Katherine Brunkow, MSW
(American Association for Psychoanalysis in Clinical Social Work, formerly NMCOP)
Playing, Creating, Learning
An amusing drawing of Sigmund Freud in tennis whites highlighted the Weekend section of the Wall Street Journal, August 11, 2006. Illustrator Ciardiello showed Freud with eyes on a bright yellow tennis ball, analytic notebook in his back pocket, and a tennis racquet brought back for a nice solid backhand. The article, “Working Out Your Anxiety,” by Hannah Karp, described how Los Angeles tennis instructor Zach Kleiman uses the game of tennis to help his clients work on psychological issues. Discussion of his work included dynamics such as the persistence of conflicts around pleasing and competing with father, analyzing shots for hidden aggression and working through body issues and a mother’s death.
Also in August 2006, a BBC radio program focused on problems in Creative Writing. One of the writing professors described the effectiveness of the technique of Free Writing for his students suffering from Writer’s Block. He explained that this was based on what Freud had discovered about the usefulness of free association—that a seemingly foolish thought or sentence could lead through the mental process of association to something meaningful or even profound.
These two examples suggest familiar human struggles with inhibition that can interfere with the comfortable use of our energy, our bodies and our creativity. Awareness of intrapsychic conflict in both examples shows how our lives and culture have been influenced by Freud’s ideas and, especially, his understanding of the power of the Unconscious.
In my clinical practice as a psychoanalyst, I see daily evidence of people working through such conflicts that disrupt their lives and relationships. An example from outside the clinical domain comes from my work as a consultant to the Peace Corps. The organization’s Office of Medical Services was faced with an important educational challenge. Peace Corps Volunteers, new to countries with a high incidence of AIDS, did not seem to be taking seriously what they were taught in Training about their risk for HIV infection. There were sad stories of Volunteers finding out they were HIV positive, because they simply had not believed that the risks of sexual activity with promiscuous partners or partners afraid of testing could apply to them. What we concluded was that the current approach of providing basic health information and statistics was not challenging the Volunteers’ defenses of denial, counterphobic risk-taking, and youthful grandiosity.

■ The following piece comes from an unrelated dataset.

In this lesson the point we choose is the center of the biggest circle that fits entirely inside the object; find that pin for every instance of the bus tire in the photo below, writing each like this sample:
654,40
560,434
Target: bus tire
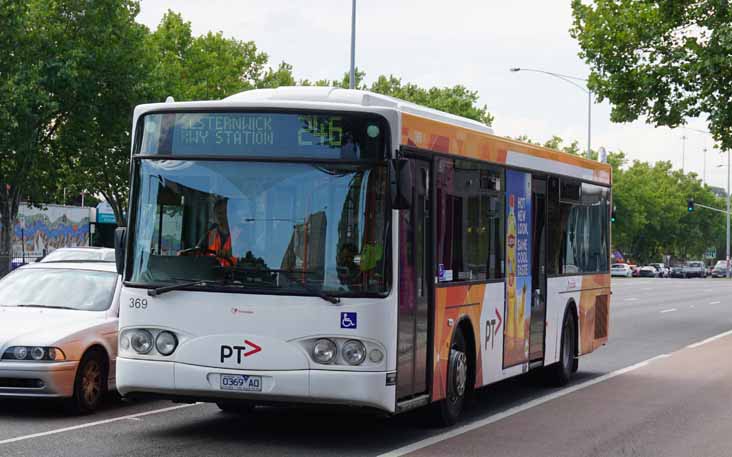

In order to break through these defenses, the Peace Corps Medical Service decided to ask returned Volunteers who had become HIV positive if any of them would be willing to tell their stories in a way that could be used in Training. I was the off-camera interviewer for the project, a training video called “Come Back Healthy.” Five bright, capable, young Americans spoke, in front of the camera, about their idealism, vulnerability and illusions. They explored how loneliness, stress, alcohol use, and longing for human contact compromised their judgment.
That video changed the impact of health training. Peace Corps doctors and nurses told us their trainees sat riveted by the stories. At first, they did not believe these engaging, competent people could make such errors in trust and judgment. Gradually they realized that the Volunteers on the screen were people like all of us, making mistakes and becoming careless at times of vulnerability—in our psychoanalytic language: when their ego functions were compromised.
Without Freud’s model of the ego and its functions and his influence on his daughter Anna’s elaboration of the mechanisms of defense, I doubt that our team would have understood the problem in the same way. The Trainees’ defenses had to be challenged. In a more practical sense for me, the task of interviewing was facilitated by analytic training. It had helped me learn to wait and let a story unfold and to respect the emotional power of the specificity of an individual’s experience. It was this emotional power that broke through the Trainees’ defenses, enabled their identification with the people on the screen, and allowed them to think differently about their own vulnerability.
These examples from sports, the arts, and health education show a few of the many ways Sigmund Freud’s ideas continue to inform us in our play, our creativity and our learning. I think he would have enjoyed that illustrated fantasy of Sigmund Freud playing tennis. In the game of Western Civilization, where systems of thought are regularly defeated, Feud’s ideas have kept the ball in play for over a century.